Configuration files may define the PDF processing parameters. By default, the pdfgetx3 program attempts to read “.pdfgetx3.cfg” file from the user HOME directory, then “.pdfgetx3.cfg” and “pdfgetx3.cfg” files from the current working directory. If configuration file has a different name, it needs to be specified with the -c, --config option.

The easiest way of creating a configuration file is to generate a template content using the --createconfig option as

pdfgetx3 --createconfig=test.cfg

and then change the generated test.cfg file in your favorite text editor. The configuration file follows a simple “varname=value” syntax, any lines starting with “#” are ignored as comments.

The configuration file has several sections marked as [SECTIONNAME]. The [DEFAULT] section is mandatory and it contains the default global settings.
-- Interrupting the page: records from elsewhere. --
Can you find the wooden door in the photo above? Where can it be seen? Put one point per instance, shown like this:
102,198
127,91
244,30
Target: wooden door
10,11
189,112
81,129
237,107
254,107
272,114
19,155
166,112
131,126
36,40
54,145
Any other sections are optional and they are applied only when selected with the -s, --section option on the command line. Thus

pdfgetx3 --config=test.cfg --section=nacl

would read the parameters from the [nacl] section after reading the defaults. Having several sections in the configuration file is useful when there are multiple measurements that share most of the parameters, but differ in a few of them, for example in the chemical composition. The configuration file can then contain sections per each sample that define only the composition, while all other parameters are specified just once in the global DEFAULT section.

Input files

PDFgetX3 accepts input powder diffraction data in the form of two-column text file, where the first column x is either the scattering angle 2Θ in degrees, momentum transfer Q in inverse nanometers or Q in inverse ångströms. The second column y contains the corresponding scattered intensities normalized per unit solid angle. The actual type of the x-values is identified by the dataformat parameter. The input files may contain header with comments or metadata, and the actual data are read from the first long section of numerical values.

The input files are usually passed as command-line arguments to the pdfgetx3 program and must be paths accessible from the current working directory. The environment variable

PDFGETX3PATH

specifies additional directories that are searched for input and background data files. The PDFGETX3PATH is a list of absolute or relative paths separated by ":" on Linux and Mac or by ";" on Windows, that are searched for input files, when these cannot be found in the current working directory.

The -d, --datapath option may be used to define additional data directories besides those in the PDFGETX3PATH.

When the --find option is active, the pdfgetx3 arguments are understood as filename patterns and the input files are searched in the current and datapath directories.

Output files

PDFgetX3 can produce up to four different output data files:

  • .iq, I(Q) – These are the background-corrected intensities sampled on a regular Q-space grid in inverse ångströms.
  • .sq, S(Q) – This file contains the total scattering structure function, with the intensities normalized by average scattering factors and corrected by a polynomial fit.
  • .fq, F(Q) – This file contains the reduced structure function equal to Q(S(Q) - 1).
  • .gr, G(r) – this is the resultant PDF, where the first column is the separation r in ångströms and the second is the function G in Å-2.

You can specify what output files should be produced by setting the outputtypes parameter in the configuration file or by passing the -t, --outputtypes on the command line.

The header of all output files contains the parameter values that were used in the calculation and thus it is by itself a valid configuration file. When passed as an argument to the --config option, the PDFgetX3 will reproduce the previous calculation.